Speaking at his first State of the Downtown address Wednesday, Darrell Steinberg called for the city to rethink a planned $170 million revamp of the convention center and instead use some of that money for “iconic” projects aimed at increasing the city’s appeal for tourists and residents.
Steinberg told a business crowd gathered at Memorial Auditorium that a bigger convention center alone wouldn’t draw the large-scale conventions the city needs to spur greater economic growth, including construction of new hotels to increase the traveler taxes that in turn fund projects.
He encouraged planners instead to “step back” and “remember that our task is not just to attract people to Sacramento for a single purpose ... our opportunity is to make our city and our region an essential experience for tourists and people who live in our city.”
He floated the ideas of a world-class aquarium, a public market, a “grand urban park” or a plaza with an outdoor movie screen between the convention center and the Community Center Theater. The idea for an aquarium is not new: It was first suggested in the mid-1990s by the late Mayor Joe Serna Jr. A decade later, developer Darius Anderson wanted to build one on city-owned land along Capitol Mall. Steinberg also singled out the riverfront Powerhouse Science Center project, which has long struggled to find funds, and asked the crowd to envision what it would mean to have a “nationally recognized education science center.”
Those types of “amenity” projects, Steinberg said, could help the city solve the “conundrum of the waterfront,” and have a “direct and substantial relationship to increasing the number of people who visit.”
“Let us be honest, let us acknowledge that even with our momentum, we do not yet have enough iconic attractions in our downtown,” said Steinberg.
Steinberg said while he supported an expansion of the convention center, he would like to see its price tag slashed so that some of those public funds could be tapped to pay for crowd-pleasing projects.

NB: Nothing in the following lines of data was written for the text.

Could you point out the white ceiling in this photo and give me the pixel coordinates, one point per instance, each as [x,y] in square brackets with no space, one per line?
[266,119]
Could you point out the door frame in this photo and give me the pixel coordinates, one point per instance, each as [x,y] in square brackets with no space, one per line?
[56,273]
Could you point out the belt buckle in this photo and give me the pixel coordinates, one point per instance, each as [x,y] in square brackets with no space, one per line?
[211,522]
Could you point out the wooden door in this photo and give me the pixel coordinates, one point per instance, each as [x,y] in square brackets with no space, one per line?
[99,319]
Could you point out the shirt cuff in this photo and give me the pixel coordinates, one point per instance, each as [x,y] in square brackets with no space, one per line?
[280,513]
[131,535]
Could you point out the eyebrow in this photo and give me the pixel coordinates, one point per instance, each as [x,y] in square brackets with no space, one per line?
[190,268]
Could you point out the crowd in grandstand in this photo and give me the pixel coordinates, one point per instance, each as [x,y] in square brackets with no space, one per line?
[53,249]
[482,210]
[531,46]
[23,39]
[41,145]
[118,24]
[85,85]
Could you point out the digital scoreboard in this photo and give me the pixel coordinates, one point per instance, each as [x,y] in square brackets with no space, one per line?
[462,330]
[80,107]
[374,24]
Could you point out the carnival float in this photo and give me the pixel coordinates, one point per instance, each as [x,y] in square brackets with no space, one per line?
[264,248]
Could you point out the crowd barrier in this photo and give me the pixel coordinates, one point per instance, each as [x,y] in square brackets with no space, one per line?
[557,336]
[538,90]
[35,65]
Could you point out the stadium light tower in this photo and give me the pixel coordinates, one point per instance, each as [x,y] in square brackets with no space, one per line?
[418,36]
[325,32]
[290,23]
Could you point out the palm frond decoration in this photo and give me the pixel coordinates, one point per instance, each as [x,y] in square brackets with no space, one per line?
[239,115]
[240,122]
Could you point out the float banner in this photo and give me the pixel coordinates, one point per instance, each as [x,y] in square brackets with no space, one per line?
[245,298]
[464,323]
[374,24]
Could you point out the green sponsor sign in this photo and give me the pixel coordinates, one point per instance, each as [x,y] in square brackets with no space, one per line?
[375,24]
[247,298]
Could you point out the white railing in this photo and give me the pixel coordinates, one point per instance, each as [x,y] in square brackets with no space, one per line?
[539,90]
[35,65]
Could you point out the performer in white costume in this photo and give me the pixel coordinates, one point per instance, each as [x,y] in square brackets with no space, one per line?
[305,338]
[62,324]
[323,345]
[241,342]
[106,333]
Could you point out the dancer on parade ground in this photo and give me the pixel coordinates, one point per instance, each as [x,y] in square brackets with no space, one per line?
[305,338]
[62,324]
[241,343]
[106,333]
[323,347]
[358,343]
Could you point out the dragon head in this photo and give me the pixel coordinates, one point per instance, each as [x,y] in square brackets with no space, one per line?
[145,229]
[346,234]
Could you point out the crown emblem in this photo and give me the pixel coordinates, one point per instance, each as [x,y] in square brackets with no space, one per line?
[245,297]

He also suggested that private money could be used in partnership with public financing.
Steve Hammond, president and CEO of Visit Sacramento, said his staff had been meeting with the mayor and they were “on the same page.” Hammond said “adjustments” would have to be made to the current convention center proposal if funds were diverted and that he expected more “clarity” on the mayor’s vision in coming weeks as city hall presented details.
The mayor’s message to make Sacramento a “destination city” was one he’s given before, but without the direct call to lower the convention center budget.

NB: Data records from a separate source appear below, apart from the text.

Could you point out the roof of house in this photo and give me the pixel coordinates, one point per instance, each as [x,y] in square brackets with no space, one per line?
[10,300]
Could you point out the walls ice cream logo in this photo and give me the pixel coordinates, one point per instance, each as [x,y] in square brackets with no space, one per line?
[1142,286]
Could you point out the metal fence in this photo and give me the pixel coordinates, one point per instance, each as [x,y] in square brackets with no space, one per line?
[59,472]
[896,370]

In October, before he took office, the City Council approved a major renovation of the aging Community Center Theater and moved forward with a first stage of design plans for a 108,000-square-foot expansion of the convention center, including more exhibition space, meeting rooms and a new kitchen for the J Street facility.
At that time, Steinberg wrote a public letter to the council urging them to “think big” on the convention center, and called for a re-examination of the plan.
Steinberg’s call to revamp a plan that was near approval caused some contention within the business and economic development community. The city argued in October that $170 million was the most it could afford to spend on the convention center and that expanding as much as possible was necessary to grow revenue. A city staff report cautioned that the project’s final bill could balloon by $1.3 million by every month it was delayed.
The project would be funded with bonds backed by the city’s 12 percent transient occupancy tax, which is expected to raise $230 million – money that would also be used for the Community Center Theater and an upgrade of Memorial Auditorium. Those three projects together currently have a total projected cost of $270 million. State loans, money saved from closing the facilities during renovations and other city funds would make up the rest.